Projet de loi Développement des transports
commission de l'aménagement du territoire et du développement durable
N°COM-9
2 avril 2026
(1ère lecture)
(n° 394 )
AMENDEMENT
présenté par
M. DHERSIN
ARTICLE ADDITIONNEL APRÈS ARTICLE 6
Après l'article 6
Insérer un article additionnel ainsi rédigé :
A l’article 21 de la loi de 2018-515 “pour un nouveau pacte ferroviaire”
Compléter le VI.- par un alinéa ainsi rédigé :
« Sous réserve des dispositions du VIII, le transfert peut porter sur un ensemble fonctionnel cohérent d’installations et de voies de service, indépendamment de l’organisation interne de l’opérateur historique et sans qu’il soit nécessaire que ces installations constituent un atelier pris dans son intégralité au sens de cette organisation. »
Objet
L’article 21 de la loi n° 2018-515 du 27 juin 2018 pour un nouveau pacte ferroviaire organise les modalités de transfert des ateliers de maintenance nécessaires à l’exploitation des services ferroviaires conventionnés.
Dans la mise en œuvre de ces dispositions, il apparaît que la notion d’atelier, appréciée au regard de l’organisation interne de l’opérateur historique, peut conduire à restreindre la portée effective des transferts. En particulier, certaines installations ou voies de service, bien que fonctionnellement nécessaires à l’exploitation des services concernés, ne peuvent être transférées dès lors qu’elles ne constituent pas un atelier pris dans son intégralité au sens de cette organisation.

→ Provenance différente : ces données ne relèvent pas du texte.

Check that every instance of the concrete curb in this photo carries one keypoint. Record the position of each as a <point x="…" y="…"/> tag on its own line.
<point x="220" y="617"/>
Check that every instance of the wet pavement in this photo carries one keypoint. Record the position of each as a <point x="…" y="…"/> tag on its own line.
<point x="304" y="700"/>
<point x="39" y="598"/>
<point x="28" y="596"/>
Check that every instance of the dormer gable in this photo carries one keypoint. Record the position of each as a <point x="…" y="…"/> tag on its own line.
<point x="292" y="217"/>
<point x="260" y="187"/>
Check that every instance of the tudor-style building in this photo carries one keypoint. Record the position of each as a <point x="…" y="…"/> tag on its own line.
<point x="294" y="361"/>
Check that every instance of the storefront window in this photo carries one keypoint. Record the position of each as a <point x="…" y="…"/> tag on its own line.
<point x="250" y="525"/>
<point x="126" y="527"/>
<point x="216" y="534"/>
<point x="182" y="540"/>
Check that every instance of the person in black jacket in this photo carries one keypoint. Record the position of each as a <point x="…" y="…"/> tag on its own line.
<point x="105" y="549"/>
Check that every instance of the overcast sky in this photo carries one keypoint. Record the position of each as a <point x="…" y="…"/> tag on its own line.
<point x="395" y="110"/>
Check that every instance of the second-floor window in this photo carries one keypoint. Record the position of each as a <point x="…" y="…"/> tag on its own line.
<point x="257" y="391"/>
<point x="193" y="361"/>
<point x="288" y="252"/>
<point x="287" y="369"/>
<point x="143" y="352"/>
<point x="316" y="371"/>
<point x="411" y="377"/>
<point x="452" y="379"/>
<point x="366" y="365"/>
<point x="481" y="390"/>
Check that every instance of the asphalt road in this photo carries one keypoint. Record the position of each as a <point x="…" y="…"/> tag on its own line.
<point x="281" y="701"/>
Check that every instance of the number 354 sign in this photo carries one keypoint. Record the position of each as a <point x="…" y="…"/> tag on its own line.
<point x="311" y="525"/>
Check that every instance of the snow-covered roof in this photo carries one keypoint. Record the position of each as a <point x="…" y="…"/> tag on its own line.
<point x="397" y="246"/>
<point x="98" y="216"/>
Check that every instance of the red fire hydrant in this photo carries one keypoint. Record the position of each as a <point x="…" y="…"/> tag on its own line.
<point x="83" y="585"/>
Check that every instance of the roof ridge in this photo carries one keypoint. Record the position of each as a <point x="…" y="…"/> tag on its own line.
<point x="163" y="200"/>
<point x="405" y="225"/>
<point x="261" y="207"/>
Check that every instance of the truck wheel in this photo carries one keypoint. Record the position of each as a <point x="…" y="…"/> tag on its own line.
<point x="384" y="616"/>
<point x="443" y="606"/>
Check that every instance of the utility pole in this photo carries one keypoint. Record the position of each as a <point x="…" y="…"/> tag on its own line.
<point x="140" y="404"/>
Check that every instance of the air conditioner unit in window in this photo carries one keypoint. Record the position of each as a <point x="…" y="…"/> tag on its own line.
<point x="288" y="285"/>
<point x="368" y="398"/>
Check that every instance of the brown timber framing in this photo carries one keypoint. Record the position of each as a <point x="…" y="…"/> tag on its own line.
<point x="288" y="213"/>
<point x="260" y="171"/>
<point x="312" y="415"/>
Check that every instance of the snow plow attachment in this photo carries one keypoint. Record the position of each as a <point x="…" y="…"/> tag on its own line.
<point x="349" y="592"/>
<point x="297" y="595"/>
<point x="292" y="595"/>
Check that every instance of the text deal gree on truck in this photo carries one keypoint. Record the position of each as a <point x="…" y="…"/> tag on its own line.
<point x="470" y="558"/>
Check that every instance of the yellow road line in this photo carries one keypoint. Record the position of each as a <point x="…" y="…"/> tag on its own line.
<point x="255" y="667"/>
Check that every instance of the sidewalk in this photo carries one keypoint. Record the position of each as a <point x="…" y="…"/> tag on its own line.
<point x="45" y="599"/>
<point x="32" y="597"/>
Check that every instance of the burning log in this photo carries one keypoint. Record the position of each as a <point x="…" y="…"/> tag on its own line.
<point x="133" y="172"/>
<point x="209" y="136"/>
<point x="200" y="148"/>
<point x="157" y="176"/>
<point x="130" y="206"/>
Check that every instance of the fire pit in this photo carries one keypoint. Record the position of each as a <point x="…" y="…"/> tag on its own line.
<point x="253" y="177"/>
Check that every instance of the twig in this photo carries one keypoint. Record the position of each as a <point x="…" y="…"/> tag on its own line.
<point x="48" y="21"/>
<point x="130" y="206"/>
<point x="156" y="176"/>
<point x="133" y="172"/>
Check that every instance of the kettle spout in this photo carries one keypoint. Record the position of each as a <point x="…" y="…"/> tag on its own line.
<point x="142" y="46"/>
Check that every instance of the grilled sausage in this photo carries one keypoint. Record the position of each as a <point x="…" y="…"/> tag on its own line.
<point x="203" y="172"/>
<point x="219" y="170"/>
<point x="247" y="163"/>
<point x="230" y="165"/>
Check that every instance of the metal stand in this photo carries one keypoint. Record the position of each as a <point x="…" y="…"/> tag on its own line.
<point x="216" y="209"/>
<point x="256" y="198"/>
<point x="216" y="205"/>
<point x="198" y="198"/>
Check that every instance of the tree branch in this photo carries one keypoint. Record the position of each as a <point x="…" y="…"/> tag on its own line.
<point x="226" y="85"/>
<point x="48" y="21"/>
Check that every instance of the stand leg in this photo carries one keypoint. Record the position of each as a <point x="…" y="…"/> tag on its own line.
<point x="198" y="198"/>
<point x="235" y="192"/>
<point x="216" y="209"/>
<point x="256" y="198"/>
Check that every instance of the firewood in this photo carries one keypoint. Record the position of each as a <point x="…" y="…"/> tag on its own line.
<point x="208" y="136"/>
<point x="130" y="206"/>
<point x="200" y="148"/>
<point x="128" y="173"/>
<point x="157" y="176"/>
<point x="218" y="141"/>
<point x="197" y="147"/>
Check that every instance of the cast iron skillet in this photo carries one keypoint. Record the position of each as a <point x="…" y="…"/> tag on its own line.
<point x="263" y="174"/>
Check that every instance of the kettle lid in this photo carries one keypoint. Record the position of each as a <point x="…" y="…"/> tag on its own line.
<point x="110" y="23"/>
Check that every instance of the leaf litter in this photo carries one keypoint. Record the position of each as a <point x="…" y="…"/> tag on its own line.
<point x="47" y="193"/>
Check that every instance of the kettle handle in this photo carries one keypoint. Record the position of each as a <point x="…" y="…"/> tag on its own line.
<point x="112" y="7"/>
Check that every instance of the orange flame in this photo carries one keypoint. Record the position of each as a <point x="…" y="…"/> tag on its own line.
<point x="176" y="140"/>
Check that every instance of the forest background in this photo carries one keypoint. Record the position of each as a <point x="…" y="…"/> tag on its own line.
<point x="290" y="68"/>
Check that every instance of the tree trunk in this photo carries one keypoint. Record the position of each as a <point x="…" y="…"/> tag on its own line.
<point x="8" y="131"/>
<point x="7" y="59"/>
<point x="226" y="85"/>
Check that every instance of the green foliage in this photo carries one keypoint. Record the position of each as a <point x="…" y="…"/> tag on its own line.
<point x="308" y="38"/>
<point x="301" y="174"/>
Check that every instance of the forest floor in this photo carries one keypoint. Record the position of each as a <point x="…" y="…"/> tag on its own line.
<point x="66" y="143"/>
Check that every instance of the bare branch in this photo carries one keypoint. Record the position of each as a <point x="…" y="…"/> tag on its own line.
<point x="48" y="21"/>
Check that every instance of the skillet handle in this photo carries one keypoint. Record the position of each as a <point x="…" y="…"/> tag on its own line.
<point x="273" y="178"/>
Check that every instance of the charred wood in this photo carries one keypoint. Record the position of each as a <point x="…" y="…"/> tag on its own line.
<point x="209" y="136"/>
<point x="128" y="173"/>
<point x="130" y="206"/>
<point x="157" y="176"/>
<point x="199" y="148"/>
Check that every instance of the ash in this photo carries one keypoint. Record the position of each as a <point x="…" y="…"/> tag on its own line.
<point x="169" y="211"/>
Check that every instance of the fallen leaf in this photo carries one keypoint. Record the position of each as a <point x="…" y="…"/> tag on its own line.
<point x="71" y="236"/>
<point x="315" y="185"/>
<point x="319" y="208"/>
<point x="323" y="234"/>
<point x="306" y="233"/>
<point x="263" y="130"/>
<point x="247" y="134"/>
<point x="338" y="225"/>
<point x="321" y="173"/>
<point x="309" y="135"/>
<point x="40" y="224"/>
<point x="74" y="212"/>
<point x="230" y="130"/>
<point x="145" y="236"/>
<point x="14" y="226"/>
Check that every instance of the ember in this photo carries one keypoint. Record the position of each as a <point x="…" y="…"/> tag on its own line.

Cette situation est susceptible de compliquer la conduite des opérations de transfert, notamment sur des sites présentant une forte imbrication d’activités ou contribuant à la maintenance de services distincts, y compris lorsqu’ils relèvent de différents lots de service public. Elle peut, en pratique, limiter la capacité des autorités organisatrices à disposer des moyens nécessaires à l’exercice effectif de leurs compétences.
Le présent amendement vise en conséquence à préciser que le transfert peut porter sur un ensemble fonctionnel cohérent d’installations et de voies de service, indépendamment de l’organisation interne de l’opérateur historique et sans qu’il soit nécessaire que ces installations constituent un atelier pris dans son intégralité.
Cette clarification permet de sécuriser juridiquement les opérations de transfert, de mieux prendre en compte la réalité opérationnelle des sites ferroviaires et de garantir des conditions effectives d’exercice des compétences des autorités organisatrices, dans le respect des dispositions prévues au VIII.